Fast-forward to November 2014, and the news hit that Cole is dropping a brand new project with no singles or conventional promotion. A formula that had led to great success for Beyonce but yet again put the Roc Nation star on shaky ground. This risk definitely had potential pitfalls but at the end of the day it was this sense of "fuck it" that drew me in after two major let downs.
What I found was by far J.Cole's most mature and refined sounding project since Friday Night Lights. Production for the album was again handled mostly by Cole himself. The whole tracklist is crammed with lush and soulful samples that are flipped immaculately. As soon as the melancholy piano of the intro transition into January 28th it was clear that this project was nothing like it's predecessors.
There is a sense of urgency and purpose on this record that have been unmatched by anything previously released. It is apparent after listening that J.Cole is hellbent on crafting a classic album. All the material on the project was created with that goal in mind. From the coming of age storyline that revolves around Cole's childhood home, to the over-zealous outro that evokes memories of Last Call, no expense is spared here trying to achieve what many believe his peer/competitor Kendrick Lamar has done.

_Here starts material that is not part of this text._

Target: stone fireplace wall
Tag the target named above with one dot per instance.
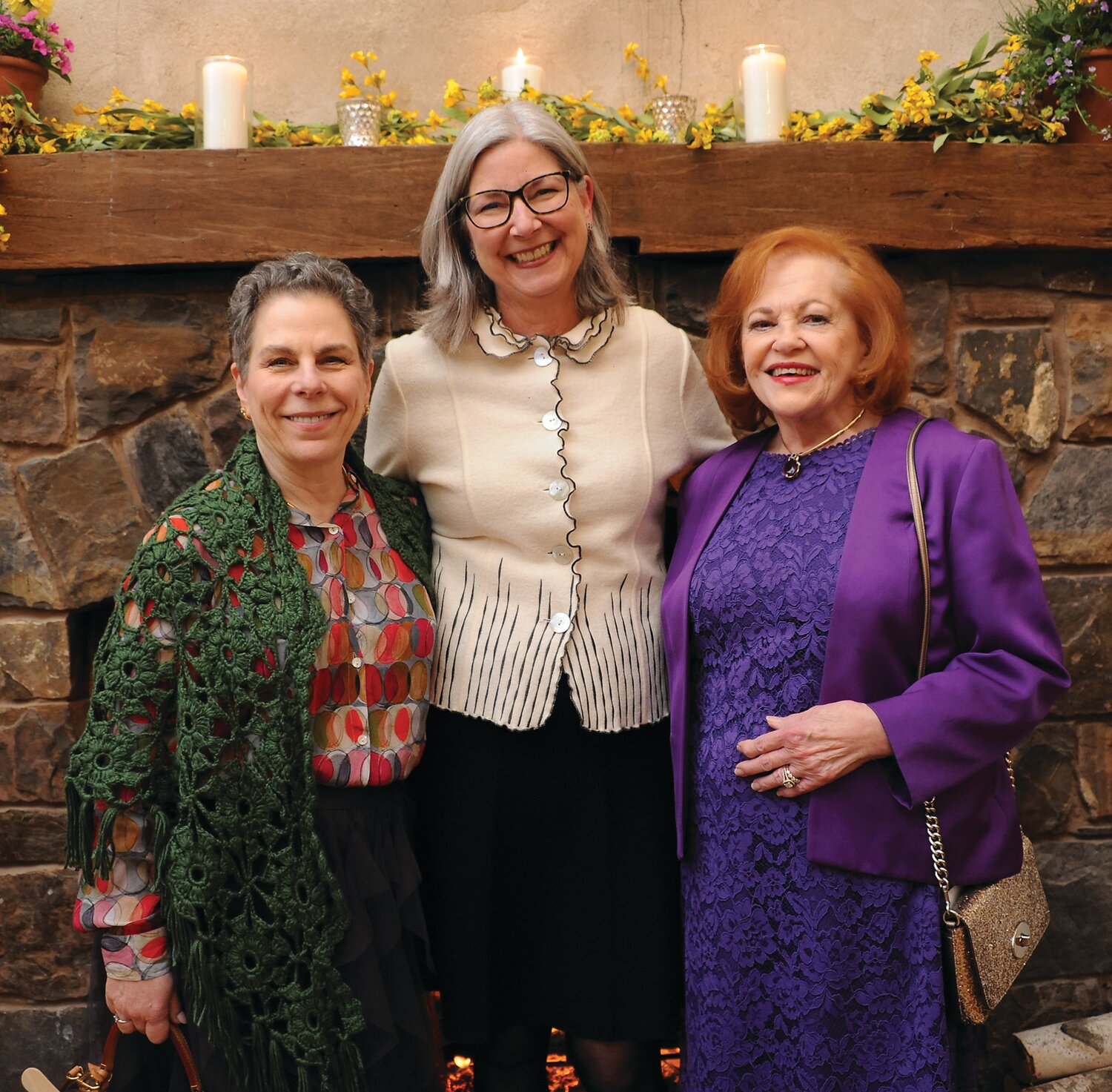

Unfortunately, the thought isn't all that matters here. Although the album is a very good and solid listen, that is not what a true classic is. Here again we seem to find Cole in a content drought that many of his peers have faced(a.k.a Finally Famous disorder). After getting a foot in the door by rapping about the "come up", it seems as though finding any further original content has been a trouble for Cole and others. The storyline on this particular project is great but is this coming of age tale something we already heard in Good Kid Maad City?
Jermaine Cole has given us a substantial project in a very slow and disappointing 2014. I can finally say I've lost that sense of dissatisfaction. However, I hope the victory lap on the final track doesn't distort the reality that Mr. Cole still has far to go.